Nuda? Nic się nie dzieje? Dialogi niedobre są? I bardzo dobrze!

Nuuuda!

Jestem przekonany o tym, że czas w naszym życiu duchowym, w którym za inżynierem Mamoniem wzdychamy: „Nuda, nic się nie dzieje, proszę pana. Bardzo niedobre dialogi są, w ogóle brak akcji jest. Aż ma się ochotę wyjść z kina”, a jedynym owocem, jaki oglądamy jest figa z makiem jest kluczowy!

Żyjemy szybko i umieramy szybko, jesteśmy przyzwyczajeni do „jednodniowych spływów kajakowych” i fastfoodowego żarcia i zapominamy o tym, że nasza droga z Bogiem to długi dystans a nie efektowny sprint.

Co działo się z Jezusem przez trzydzieści lat? W księgarniach możemy znaleźć na ten temat różne błyskotliwe wynurzenia literackie, o tym, że terminował u buddyjskich mnichów. Siedział w Nazarecie: ukryty, nieznany, nienarzucający się. Niewybiegający przed szereg. Przebywał z Ojcem, słuchał tego, w jaki sposób ma objawiać Jego chwałę „przechodząc dobrze czyniąc i uwalniając wszystkich, którzy byli pod władzą diabla”. Trzydzieści lat w ukryciu i „jedynie” trzy lata publicznej misji.

Zanim Mojżesz przez czterdzieści lat prowadził Izraela przez pustynię, sam dokładnie tyle samo czasu spędził na tej wyprażonej przez słońce ziemi. Czterdzieści lat ukrywał się po zabójstwie Egipcjanina, by przez czterdzieści lat prowadzić lud wybrany do Ziemi Obiecanej. Czterdzieści lat oczyszczenia, przygotowania do służby? Kawał czasu.

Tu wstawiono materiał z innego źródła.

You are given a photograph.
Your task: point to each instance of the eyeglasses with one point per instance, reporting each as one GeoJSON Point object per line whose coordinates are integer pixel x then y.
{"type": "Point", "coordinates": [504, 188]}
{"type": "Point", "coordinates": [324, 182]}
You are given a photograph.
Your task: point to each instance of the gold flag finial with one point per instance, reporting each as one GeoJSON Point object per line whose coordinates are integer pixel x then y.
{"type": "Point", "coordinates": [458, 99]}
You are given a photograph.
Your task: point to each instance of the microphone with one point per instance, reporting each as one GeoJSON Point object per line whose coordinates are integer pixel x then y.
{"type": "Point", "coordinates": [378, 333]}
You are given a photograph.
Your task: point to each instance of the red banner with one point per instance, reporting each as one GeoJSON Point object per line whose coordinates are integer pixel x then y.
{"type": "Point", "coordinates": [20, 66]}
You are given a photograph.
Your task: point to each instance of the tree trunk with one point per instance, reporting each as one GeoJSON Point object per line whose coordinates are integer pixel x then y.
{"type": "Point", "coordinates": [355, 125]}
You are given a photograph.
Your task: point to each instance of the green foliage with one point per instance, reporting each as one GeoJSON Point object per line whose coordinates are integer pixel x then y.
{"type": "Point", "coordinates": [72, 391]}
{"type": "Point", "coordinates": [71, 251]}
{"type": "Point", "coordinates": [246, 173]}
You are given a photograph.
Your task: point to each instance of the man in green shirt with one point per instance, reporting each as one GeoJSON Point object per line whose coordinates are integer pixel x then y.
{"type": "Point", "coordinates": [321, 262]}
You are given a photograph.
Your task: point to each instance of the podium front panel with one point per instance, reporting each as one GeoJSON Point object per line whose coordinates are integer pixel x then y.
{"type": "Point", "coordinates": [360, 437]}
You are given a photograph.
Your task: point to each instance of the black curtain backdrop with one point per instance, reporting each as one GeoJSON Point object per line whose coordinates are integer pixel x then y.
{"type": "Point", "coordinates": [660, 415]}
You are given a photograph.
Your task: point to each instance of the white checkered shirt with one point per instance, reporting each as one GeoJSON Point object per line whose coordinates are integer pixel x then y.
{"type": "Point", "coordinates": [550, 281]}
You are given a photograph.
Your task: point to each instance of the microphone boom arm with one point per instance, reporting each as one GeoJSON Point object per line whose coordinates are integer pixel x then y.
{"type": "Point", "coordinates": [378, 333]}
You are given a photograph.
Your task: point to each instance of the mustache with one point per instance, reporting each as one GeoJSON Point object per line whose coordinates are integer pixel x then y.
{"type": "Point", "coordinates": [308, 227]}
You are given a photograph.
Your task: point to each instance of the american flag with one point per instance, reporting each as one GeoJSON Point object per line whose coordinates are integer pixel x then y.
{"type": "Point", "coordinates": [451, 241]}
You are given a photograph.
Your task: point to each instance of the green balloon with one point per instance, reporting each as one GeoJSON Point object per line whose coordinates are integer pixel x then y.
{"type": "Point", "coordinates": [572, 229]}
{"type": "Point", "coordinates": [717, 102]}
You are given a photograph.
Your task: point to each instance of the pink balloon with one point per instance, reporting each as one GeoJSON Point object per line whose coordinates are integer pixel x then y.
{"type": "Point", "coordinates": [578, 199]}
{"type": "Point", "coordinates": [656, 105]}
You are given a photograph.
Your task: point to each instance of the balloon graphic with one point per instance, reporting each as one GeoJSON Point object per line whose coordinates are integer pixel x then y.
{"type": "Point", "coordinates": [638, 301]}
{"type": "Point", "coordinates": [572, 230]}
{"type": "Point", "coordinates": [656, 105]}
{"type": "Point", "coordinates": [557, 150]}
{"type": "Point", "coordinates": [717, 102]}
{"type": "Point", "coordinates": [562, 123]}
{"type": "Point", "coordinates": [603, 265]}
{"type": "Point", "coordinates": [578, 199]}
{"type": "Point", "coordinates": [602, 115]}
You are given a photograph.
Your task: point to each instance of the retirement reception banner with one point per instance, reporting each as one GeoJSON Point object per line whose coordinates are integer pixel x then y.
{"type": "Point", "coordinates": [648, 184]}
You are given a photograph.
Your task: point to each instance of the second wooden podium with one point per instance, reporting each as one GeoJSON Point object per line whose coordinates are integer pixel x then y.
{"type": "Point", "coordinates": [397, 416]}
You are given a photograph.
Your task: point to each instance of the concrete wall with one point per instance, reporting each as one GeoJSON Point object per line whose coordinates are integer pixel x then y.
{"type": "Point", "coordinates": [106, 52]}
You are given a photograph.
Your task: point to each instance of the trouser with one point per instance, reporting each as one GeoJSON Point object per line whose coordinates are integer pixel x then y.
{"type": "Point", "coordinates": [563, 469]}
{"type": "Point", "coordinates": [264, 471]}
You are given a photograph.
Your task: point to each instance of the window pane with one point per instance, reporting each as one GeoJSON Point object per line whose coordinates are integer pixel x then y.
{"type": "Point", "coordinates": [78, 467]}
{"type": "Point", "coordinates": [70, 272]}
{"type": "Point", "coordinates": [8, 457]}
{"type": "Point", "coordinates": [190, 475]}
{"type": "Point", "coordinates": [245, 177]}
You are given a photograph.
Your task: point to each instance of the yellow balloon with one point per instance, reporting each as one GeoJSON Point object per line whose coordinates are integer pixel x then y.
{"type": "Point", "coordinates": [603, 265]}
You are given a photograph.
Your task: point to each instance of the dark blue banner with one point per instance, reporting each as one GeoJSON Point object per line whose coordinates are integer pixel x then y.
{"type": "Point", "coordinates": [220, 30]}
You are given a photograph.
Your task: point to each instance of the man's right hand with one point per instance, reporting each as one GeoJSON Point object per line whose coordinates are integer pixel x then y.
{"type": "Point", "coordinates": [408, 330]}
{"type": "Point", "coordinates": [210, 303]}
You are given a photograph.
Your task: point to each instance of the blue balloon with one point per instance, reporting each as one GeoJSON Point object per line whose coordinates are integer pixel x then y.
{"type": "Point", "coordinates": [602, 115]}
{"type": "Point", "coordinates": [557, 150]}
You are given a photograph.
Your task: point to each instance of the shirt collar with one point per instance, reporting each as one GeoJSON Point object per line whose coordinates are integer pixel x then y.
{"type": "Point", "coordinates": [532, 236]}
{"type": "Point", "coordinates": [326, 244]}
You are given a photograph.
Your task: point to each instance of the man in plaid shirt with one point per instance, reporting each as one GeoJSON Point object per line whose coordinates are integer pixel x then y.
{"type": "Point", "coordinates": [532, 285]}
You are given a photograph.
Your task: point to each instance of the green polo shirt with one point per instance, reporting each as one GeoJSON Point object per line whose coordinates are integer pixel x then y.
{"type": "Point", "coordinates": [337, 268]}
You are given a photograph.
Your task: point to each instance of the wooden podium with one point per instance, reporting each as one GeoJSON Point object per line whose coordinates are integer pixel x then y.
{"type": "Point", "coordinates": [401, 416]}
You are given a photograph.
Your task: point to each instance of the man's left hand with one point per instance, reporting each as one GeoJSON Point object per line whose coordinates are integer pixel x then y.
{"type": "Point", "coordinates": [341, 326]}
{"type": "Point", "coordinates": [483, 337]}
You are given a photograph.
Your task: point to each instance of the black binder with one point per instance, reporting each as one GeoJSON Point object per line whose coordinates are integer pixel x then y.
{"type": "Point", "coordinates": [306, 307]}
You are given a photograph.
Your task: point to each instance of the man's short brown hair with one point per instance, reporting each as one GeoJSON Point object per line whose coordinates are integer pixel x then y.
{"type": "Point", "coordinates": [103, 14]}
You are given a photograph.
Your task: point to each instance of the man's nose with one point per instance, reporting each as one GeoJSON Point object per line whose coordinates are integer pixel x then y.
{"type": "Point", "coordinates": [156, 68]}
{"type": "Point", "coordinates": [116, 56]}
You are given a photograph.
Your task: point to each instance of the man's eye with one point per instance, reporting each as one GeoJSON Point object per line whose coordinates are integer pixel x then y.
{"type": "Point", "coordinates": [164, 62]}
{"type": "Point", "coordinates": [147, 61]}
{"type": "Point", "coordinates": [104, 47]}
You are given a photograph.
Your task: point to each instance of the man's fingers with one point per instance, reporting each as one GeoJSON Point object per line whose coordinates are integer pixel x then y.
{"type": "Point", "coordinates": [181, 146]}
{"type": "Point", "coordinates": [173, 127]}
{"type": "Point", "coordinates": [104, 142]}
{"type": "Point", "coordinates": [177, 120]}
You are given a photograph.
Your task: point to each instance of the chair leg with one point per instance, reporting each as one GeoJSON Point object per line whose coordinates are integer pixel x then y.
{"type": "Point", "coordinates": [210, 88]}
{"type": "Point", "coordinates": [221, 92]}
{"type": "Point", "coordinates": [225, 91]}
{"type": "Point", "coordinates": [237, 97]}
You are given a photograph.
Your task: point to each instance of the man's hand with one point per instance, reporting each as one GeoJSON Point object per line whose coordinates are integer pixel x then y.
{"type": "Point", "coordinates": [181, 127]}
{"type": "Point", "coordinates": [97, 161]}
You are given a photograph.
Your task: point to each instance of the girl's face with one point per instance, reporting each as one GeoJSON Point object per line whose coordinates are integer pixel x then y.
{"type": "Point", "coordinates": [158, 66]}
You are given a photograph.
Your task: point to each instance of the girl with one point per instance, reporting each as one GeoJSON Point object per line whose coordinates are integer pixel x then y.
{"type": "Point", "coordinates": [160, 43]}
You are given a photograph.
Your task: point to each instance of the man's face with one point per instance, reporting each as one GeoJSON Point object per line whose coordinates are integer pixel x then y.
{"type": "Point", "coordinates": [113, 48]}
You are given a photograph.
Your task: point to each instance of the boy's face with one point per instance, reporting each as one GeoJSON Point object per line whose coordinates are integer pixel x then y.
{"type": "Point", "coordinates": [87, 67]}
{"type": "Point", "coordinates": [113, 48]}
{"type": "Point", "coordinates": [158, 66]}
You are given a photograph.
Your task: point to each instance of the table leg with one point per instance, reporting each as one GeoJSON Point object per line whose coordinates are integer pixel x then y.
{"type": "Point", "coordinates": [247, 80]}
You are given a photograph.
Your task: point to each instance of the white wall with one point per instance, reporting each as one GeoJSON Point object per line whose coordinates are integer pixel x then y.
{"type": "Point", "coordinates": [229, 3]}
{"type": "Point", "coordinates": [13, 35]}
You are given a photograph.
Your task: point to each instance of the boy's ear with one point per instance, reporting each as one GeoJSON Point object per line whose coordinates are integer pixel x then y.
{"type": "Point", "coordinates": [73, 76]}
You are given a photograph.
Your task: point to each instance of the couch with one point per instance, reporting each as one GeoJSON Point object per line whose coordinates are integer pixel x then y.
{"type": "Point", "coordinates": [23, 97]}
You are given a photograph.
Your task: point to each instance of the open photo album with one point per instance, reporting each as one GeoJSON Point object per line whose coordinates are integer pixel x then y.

Wszyscy moi znajomi, którym Bóg dał dziś wielką strefę wpływu na Kościół zaczynali w „zamkniętej izdebce”, wierząc, że Bóg, który widzi w ukryciu „odda im”. Powiem szczerze: o wiele bardziej fascynuje mnie ten czas „jałowy”, kiedy przez lata modlili się nad chorymi i… nie widzieli żadnych owoców niż dzisiejsze spektakularne konferencje czy ewangelizacyjne wojaże. To był papierek lakmsuowy weryfikujący ich wiarę. Ukryte miejsce, zamknięta izdebka, o której mówił Jezus. Miejsce, w którym wygrywa się bitwy.

Czas obumierania ziarna jest przygotowaniem na wielkie żniwo.